The solution supports detects the log location of the resource automatically, reads the logs, and then ingests them into the log anlaytics engines. The solution also provides out-of-the-box dashboard templates for all supported AWS service. It will automatically ingest into the log anlytics engine. You go to the OpenSearch Dashboards or Grafana to view the dashboards after the pipeline being provisioned.

In this chapter, you will learn how to create log ingestion and dashboards for the following AWS services:

Cross-region log ingestion

When you deploy Centralized Logging with OpenSearch in one Region, the solution allows you to process service logs from another Region.

Note

For Amazon RDS/Aurora and AWS Lambda service logs, this feature is not supported.

Important

The Region where the service resides is referred to as “Source Region”, while the Region where the Centralized Logging with OpenSearch console is deployed as “Logging Region”.

For AWS CloudTrail, you can create a new trail which send logs into a S3 bucket in the Logging Region, and you can find the CloudTrail in the list.

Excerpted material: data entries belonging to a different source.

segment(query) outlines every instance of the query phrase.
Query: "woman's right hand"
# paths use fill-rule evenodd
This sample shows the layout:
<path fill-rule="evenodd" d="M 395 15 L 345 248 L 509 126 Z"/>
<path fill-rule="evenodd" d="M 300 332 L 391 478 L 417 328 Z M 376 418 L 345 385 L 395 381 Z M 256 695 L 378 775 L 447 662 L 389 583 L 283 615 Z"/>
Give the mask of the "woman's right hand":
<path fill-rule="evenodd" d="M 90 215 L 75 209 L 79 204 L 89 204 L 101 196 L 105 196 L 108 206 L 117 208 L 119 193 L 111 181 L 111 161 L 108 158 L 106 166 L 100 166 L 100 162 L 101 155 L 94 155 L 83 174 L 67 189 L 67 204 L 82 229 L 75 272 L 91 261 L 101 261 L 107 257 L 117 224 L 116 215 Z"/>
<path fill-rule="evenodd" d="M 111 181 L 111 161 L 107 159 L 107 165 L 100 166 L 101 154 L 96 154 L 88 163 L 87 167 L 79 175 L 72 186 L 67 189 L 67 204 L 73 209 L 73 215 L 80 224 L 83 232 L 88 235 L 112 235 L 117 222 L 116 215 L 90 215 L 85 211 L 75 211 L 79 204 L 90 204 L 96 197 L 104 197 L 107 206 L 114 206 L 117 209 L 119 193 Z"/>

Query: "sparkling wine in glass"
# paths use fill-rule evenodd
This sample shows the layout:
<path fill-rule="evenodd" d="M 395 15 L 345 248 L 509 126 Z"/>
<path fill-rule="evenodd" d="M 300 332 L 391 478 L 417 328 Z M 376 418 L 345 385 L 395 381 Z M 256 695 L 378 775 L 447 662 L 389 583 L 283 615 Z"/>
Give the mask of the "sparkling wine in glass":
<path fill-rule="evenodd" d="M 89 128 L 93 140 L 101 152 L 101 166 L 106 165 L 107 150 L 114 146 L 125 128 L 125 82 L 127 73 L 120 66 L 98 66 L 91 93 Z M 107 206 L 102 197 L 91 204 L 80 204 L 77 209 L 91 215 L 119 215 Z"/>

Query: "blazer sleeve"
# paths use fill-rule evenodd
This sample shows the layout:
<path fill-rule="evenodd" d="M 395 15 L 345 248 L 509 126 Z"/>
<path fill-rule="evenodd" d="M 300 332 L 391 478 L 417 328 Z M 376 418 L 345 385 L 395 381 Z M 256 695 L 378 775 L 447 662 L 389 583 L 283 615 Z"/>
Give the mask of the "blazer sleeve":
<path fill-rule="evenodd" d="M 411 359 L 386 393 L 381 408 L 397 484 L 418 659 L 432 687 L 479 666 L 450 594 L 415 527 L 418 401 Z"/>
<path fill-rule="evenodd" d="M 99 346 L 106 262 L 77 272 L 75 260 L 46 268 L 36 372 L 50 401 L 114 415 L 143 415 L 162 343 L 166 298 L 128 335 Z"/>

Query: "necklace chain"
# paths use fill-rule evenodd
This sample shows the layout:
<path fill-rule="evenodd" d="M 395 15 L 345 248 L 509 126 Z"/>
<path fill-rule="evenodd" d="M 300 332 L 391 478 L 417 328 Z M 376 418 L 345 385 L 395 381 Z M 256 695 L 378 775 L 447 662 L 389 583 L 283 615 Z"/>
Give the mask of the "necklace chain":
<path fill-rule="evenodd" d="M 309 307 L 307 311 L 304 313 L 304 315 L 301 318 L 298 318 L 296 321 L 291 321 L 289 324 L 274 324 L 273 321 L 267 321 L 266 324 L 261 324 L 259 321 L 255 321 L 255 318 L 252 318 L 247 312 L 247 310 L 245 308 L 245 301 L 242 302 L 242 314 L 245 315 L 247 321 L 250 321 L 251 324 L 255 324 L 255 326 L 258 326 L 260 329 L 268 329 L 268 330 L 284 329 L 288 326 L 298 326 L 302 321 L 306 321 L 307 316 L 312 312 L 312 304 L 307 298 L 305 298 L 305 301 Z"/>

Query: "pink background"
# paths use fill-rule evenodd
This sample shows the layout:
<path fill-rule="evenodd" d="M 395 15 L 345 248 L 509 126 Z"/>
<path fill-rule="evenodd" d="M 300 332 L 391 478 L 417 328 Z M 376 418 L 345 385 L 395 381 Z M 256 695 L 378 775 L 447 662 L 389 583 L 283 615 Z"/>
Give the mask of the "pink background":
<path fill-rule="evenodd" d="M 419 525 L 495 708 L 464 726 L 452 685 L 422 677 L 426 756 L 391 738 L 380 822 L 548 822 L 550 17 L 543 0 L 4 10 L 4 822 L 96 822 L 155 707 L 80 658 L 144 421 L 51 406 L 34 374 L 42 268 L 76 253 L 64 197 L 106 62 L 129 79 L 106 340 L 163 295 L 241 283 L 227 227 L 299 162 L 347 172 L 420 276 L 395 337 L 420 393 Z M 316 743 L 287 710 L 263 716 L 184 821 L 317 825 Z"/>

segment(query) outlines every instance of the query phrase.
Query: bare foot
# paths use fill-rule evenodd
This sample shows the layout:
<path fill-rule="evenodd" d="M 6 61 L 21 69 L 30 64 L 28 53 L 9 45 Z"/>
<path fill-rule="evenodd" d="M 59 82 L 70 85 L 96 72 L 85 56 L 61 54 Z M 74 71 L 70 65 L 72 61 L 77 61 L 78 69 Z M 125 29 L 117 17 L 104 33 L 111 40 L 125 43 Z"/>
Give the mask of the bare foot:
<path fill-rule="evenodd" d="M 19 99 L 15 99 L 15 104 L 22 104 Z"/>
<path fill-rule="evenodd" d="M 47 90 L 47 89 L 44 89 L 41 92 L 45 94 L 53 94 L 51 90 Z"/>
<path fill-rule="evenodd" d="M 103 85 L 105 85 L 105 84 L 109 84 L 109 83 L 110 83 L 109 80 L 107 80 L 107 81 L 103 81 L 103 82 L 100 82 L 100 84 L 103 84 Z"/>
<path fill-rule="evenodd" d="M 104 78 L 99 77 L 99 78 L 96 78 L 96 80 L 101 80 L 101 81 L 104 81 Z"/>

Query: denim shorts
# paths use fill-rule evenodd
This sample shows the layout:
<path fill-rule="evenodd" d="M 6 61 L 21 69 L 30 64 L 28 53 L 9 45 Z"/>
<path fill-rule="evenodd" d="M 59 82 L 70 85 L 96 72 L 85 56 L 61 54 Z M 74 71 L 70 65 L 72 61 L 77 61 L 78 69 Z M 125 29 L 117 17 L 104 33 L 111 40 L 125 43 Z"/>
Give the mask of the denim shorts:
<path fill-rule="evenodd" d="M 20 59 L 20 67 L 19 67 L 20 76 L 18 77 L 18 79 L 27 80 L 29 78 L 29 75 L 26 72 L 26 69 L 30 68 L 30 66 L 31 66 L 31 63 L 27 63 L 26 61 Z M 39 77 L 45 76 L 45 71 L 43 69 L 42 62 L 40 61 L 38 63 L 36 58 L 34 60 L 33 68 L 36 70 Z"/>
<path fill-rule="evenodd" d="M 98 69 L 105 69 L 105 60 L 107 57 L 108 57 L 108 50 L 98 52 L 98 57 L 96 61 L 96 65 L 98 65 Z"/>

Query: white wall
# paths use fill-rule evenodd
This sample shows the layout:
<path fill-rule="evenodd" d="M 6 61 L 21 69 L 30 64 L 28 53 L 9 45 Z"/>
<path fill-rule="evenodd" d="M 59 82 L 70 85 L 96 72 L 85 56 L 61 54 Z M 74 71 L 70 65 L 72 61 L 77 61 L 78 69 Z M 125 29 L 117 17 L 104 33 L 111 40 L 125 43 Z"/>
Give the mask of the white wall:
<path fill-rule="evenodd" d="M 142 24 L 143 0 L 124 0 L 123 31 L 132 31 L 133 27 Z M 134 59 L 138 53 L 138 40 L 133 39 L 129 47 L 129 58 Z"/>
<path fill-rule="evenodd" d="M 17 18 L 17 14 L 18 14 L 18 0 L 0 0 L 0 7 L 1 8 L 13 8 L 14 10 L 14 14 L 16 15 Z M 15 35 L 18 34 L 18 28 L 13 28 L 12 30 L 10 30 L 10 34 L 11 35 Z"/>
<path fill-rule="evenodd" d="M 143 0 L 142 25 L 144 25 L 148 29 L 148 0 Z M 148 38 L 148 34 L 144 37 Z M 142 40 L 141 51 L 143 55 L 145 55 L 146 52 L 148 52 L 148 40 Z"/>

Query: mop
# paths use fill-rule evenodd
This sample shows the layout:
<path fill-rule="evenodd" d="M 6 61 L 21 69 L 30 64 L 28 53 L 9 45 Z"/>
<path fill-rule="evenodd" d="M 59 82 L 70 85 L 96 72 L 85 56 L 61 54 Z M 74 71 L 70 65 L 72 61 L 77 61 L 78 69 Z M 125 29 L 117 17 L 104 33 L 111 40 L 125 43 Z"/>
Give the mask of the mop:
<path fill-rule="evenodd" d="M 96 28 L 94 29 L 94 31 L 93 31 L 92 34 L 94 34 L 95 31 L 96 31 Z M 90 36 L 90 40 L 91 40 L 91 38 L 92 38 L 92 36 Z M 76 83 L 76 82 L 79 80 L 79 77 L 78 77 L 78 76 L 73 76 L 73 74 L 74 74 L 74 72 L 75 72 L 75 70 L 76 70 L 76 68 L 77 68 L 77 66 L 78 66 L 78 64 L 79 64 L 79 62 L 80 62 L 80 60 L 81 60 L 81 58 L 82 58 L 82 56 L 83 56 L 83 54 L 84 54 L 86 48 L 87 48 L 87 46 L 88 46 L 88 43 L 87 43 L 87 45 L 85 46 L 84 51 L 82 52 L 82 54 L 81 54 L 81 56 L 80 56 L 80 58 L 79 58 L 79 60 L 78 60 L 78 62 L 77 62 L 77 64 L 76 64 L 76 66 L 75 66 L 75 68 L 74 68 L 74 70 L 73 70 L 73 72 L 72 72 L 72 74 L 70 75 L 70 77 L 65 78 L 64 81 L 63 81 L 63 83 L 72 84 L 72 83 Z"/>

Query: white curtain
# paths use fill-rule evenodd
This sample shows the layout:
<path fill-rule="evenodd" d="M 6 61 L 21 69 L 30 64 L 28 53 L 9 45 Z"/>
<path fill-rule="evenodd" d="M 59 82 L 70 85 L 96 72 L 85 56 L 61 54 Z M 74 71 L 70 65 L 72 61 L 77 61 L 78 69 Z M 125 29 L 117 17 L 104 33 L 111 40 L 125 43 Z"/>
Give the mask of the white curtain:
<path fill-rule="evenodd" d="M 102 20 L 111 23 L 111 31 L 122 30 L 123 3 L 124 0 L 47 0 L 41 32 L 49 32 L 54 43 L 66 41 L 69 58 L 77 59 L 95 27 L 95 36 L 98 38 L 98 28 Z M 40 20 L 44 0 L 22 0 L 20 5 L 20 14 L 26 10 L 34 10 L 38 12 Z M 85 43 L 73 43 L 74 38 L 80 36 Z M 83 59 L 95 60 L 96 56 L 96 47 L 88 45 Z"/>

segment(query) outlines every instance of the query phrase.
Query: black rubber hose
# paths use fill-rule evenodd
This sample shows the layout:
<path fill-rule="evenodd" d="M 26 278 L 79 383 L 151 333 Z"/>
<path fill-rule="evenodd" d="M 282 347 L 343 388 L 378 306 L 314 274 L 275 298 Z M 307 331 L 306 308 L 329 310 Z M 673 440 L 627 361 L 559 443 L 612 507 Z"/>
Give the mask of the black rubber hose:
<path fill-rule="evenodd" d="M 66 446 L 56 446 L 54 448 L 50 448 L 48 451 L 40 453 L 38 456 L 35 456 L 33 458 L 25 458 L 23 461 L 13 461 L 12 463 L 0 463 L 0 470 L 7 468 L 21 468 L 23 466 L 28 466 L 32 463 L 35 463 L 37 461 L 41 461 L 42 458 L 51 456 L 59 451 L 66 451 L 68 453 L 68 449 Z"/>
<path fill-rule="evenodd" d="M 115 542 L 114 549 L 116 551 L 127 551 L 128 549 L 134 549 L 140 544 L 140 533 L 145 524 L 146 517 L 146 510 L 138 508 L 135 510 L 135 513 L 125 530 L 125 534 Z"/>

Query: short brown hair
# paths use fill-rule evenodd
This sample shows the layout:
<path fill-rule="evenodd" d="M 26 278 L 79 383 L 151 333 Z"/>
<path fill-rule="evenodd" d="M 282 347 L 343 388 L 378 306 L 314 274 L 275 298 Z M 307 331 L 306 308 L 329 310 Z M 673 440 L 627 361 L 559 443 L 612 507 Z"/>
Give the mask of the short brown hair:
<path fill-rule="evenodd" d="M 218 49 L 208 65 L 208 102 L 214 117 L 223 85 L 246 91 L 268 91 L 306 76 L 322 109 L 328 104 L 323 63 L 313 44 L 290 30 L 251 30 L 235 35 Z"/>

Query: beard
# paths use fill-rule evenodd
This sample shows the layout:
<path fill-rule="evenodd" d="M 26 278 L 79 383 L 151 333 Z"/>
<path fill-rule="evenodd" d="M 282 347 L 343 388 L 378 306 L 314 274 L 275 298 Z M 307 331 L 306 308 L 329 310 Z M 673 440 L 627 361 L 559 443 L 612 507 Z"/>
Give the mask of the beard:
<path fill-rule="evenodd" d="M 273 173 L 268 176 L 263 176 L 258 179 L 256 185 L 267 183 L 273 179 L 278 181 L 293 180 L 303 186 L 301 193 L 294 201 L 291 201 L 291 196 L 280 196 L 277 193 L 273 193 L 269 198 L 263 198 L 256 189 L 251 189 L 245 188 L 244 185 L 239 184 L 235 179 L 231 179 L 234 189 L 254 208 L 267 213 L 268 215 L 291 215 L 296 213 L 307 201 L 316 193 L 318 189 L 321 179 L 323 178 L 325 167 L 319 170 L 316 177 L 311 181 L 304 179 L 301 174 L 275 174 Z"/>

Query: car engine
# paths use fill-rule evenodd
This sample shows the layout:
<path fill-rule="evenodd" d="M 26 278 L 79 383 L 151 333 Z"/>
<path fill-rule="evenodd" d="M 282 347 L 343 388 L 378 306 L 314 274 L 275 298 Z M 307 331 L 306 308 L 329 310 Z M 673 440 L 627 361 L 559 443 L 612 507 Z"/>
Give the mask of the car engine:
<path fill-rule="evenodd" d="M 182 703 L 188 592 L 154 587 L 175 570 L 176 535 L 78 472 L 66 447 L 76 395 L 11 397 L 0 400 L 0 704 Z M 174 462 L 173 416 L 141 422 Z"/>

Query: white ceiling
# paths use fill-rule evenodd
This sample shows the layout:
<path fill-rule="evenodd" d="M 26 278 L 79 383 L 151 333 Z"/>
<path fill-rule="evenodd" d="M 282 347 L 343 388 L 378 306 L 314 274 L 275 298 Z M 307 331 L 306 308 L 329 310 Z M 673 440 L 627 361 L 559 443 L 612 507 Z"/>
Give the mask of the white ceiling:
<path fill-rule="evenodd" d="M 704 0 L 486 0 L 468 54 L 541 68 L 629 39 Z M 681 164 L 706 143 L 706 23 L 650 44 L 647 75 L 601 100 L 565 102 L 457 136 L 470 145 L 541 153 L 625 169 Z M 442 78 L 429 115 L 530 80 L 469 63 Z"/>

To learn how to create a new trail, please refer to Creating a trail.

For other services with logs located in S3 buckets, you can manually transfer logs (for example, using S3 Cross-Region Replication feature) to the Logging Region S3 bucket.

You can follow the steps below to implement Cross-Region Logging:

  1. Set the service log location in another Region to be the Logging Region (such as Amazon WAF), or automatically copy logs from the Source Region to the Logging Region using Cross-Region Replication (CRR).

  2. In the solution console, choose AWS Service Log in the left navigation pane, and choose Create a pipeline.

  3. In the Select an AWS Service area, choose a service in the list, and choose Next.

  4. In Creation Method, choose Manual, then enter the resource name and S3 log location parameter, and choose Next.

  5. Set OpenSearch domain and Log Lifecycle as needed, and choose Next.

  6. Add tags if you need, and choose Next to create the pipeline.

Then you can use the OpenSearch dashboard to discover logs and view dashboards.